JezT · Post by **JezT** » Mon Feb 21, 2005 4:32 am

I am running a Job in DS using a flat file as the source file containing around 8 million rows.

One of the fields is used as a Natural Key passed into a Shared Container to do a lookup and retrieve the corresponding Surrogate Key.

When I run the job, the 8 million rows run through the initial transformer which passes the Natural Key into the Shared container. The rows are then passed through a tmp file before moving to a 2nd transformer stage where the Surrogate key is passed into. The problem seems to be that once around 4 million rows have been passed through the container, the following error occurs.

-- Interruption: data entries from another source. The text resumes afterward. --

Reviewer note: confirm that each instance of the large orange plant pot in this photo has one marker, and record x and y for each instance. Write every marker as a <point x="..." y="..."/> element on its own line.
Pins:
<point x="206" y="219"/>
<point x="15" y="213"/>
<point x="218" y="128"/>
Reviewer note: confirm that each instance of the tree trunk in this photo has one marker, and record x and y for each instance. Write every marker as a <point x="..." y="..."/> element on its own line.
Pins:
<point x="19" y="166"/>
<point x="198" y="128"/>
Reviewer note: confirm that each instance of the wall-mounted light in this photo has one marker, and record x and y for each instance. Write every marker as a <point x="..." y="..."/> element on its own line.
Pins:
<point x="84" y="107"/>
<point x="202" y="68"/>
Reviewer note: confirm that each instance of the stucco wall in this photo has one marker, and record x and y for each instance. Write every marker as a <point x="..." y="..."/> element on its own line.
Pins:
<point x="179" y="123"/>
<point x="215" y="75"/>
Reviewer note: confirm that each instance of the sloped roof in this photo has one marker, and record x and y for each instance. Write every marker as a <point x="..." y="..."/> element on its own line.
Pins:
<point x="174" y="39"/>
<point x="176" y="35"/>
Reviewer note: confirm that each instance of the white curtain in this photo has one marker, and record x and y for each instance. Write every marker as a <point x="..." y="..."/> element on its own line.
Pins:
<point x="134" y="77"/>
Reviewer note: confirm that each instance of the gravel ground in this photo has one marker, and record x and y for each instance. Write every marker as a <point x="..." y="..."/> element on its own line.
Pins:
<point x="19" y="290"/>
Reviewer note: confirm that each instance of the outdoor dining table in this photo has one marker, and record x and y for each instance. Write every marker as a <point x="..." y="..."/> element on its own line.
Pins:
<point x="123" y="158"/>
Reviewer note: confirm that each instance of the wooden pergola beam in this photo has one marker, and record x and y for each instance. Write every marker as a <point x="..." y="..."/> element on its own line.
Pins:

UKWHBMISCAxxInbGLMTfrm1Job..ARRG_ID_Lkup.SurrKey_Write_Tfm: [IBM][CLI Driver] SQL30081N A communication error has been detected. Communication protocol being used: "TCP/IP". Communication API being used: "SOCKETS". Location where the error was detected: "128.8.123.16". Communication function detecting the error: "recv". Protocol specific error code(s): "*", "*", "0". SQLSTATE=08001

SQLExecute: Error executing statement 'SELECT next value for DWHD019.DWH_ARRG_XREF_SURRID,-1 FROM SYSIBM.SYSDUMMY1'. See following DB2 message for details.

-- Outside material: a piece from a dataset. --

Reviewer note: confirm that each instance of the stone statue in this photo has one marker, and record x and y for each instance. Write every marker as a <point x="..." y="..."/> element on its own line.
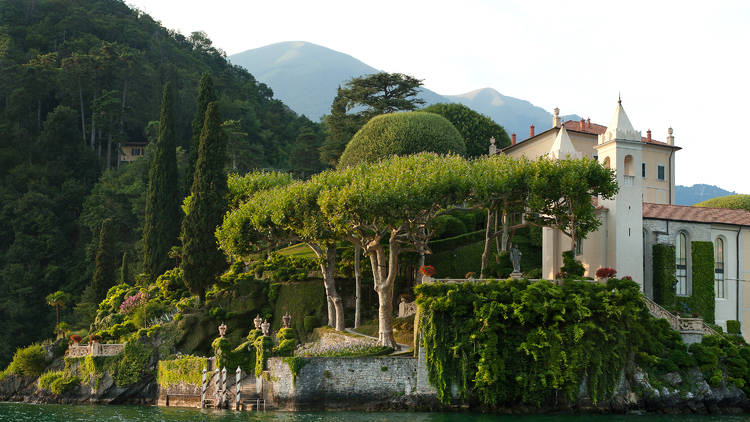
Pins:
<point x="515" y="258"/>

Do you think that I will need to stream my jobs to pass smaller volumes through or should DS be able to cope with 8 million rows at a time ?

ArndW · Post by **ArndW** » Mon Feb 21, 2005 4:53 am

You might be getting a timeout error in your job; DataStage really doesn't care about the number of rows. Is your "tmp" file a named pipe or a real disk file? About how long does this job run? What are your DB/2 timeouts?

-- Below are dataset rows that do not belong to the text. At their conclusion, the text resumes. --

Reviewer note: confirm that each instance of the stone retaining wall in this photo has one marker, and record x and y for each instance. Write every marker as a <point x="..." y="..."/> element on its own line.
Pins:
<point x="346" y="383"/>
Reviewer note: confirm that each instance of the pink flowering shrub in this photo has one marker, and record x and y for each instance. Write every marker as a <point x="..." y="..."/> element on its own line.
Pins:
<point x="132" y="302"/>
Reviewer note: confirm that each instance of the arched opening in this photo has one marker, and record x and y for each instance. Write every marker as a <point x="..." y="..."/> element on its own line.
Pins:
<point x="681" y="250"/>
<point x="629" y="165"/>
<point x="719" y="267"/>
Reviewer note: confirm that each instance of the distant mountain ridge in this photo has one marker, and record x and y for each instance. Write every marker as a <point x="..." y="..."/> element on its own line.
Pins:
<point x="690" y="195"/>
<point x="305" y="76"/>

JezT · Post by **JezT** » Mon Feb 21, 2005 5:01 am

ArndW wrote:You might be getting a timeout error in your job; DataStage really doesn't care about the number of rows. Is your "tmp" file a named pipe or a real disk file? About how long does this job run? What are your DB/2 timeouts?

Arnd

It is a real disk file and the job runs for about 50 mins. There is no further information in the log so doesn't actually state what the DB2 error is.

JezT

ArndW · Post by **ArndW** » Mon Feb 21, 2005 5:05 am

Jezt,

try splitting you job in two; one to create the tmp file and the next to take that and load it into DB/2. What might be happening is that the connection to DB/2 is being opened, and that since no rows got written to it (up to 50 minutes in your case), by the time that the first attempted "write" is done the connection has timed out. You could also change the interim file to a named pipe or just remove the file write altogether temporarily to see if the job will then complete correctly...

Sainath.Srinivasan · Post by **Sainath.Srinivasan** » Mon Feb 21, 2005 6:06 am

It appears to be the SQL error from DB2. It can be because the DB2 cannot return the next sequence number from the list for reasons such as end-of-boundary defined for the sequence (max limit).

Can you pass a new source key which does not exist in the surrogate table and try this shared container.

kduke · Post by **kduke** » Mon Feb 21, 2005 8:12 am

We might of had the same problem only we were using Oracle. I had to break 2 jobs up into multiple streams which also made it run faster. ASCL could not figure it out. We did not push the issue because it runs faster. Both jobs were at about 10 million rows before they failed. I think it is a memory leak.